Dimanche 18. Défilé et journée historique. Le défilé n'est pas terrible, mais il y a beaucoup de monde. Marcel est en forme. Francesco arrive, lui demande de venir faire l'amour tout de suite chez lui. Il refuse car il a promis à Claudine d'aller la retrouver place Saint Marc pour visiter la basilique. Un ami de Francesco, Pietro, arrive, puis un autre, assez déluré, qui lui donne sa glace à sucer. Un ami de Pietro, poilu, s'arrête et lui dit qu'il est "bello". Marcel s'amuse, va retrouver Claudine. Dans le vaporetto, en revenant le soir de chez Francesco avec qui il a fait l'amour, il surprend le regard du conducteur qui le fixe longuement. Il pense se tromper, mais chaque fois qu'il pose les yeux sur lui, son regard n'en finit pas, et Marcel doit baisser les yeux le premier. Une fois à l'hôtel, Claudine se fout de lui lorsqu'il lui fait part de ses impressions.
Lundi 19. Un américain lui demande de venir coucher avec lui au Danieli. Mais Marcel refuse : il n'a pas envie de parler anglais, il est en Italie pour parler italien. Comme le mec est vexé, Marcel se paye le luxe de lui offrir un pot au Florian. L'autre jour, Franco lui a dit, en français : "Il pleut!" et il lui a répondu : "Non e vero. E un sogno di te". Franco a éclaté de rire, a répété sa phrase et l'a entraîné dans un coin pour l'embrasser à pleine bouche.
Thomas Schippers dirige "La Traviata" à La Fenice. Fougue et passion. Mais, comme dirait Jacques Bourgeois, La Traviata n'est pas un opéra de chef d'orchestre. Beverly Sills rayonne. Son intelligence scénique et musicale font oublier, d'après Claudine, une voix un peu trop légère pour le rôle. Une autre américaine, Beverly Wolf, se fait remarquer dans le "Requiem", dirigé à nouveau par Schippers. Derrière Marcel, soudain, un italien le regarde fixement. Yeux bleus. C'est Franco! Il est avec sa femme. Claudine n'arrête pas de faire des signes bizarres.
"Andiam" dit Franco. Ils vont au cinéma de l'Arsenal. Un cinéma affreux.
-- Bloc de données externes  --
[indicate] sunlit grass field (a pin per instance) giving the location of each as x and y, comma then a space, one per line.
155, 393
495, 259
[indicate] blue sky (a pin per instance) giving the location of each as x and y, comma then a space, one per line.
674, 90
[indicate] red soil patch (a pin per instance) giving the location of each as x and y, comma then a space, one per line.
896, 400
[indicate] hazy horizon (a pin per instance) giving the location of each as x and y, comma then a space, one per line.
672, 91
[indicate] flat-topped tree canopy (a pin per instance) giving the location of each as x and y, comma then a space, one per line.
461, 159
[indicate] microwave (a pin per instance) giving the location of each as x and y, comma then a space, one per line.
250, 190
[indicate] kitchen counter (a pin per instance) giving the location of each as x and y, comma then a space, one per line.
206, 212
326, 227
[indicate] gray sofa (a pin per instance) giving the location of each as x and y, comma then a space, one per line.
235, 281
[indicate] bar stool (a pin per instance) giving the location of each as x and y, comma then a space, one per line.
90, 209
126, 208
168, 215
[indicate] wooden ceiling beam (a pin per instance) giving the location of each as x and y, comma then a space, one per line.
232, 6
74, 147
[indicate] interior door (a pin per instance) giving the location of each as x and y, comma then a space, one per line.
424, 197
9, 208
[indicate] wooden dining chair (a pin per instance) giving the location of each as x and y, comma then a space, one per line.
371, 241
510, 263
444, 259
Du porno et des sièges abîmés. "On ne peut pas se taper tous les jours La Fenice" se dit Marcel, alors que son amant a ouvert sa braguette et sorti son engin. Le dernier rendez-vous sera la veille de son départ. Ils n'arriveront pas à trouver un coin tranquille. A chaque fois Franco se redressera, le pantalon baissé, et criera, dans la nuit chaude "Assassino!" à quelque passant isolé qui reluque leurs ébats.
Le train arrive à Milan, dans la chaleur étouffante de l'après-midi. C'est fini. Marcel est calme, vide, déjà bouffé par les souvenirs. Pendant que Claudine achète des magazines, il va dans les toilettes de la gare. Un italien se met tranquillement à côté de lui et branle sa queue dressée en le regardant. Obsédés, les italiens?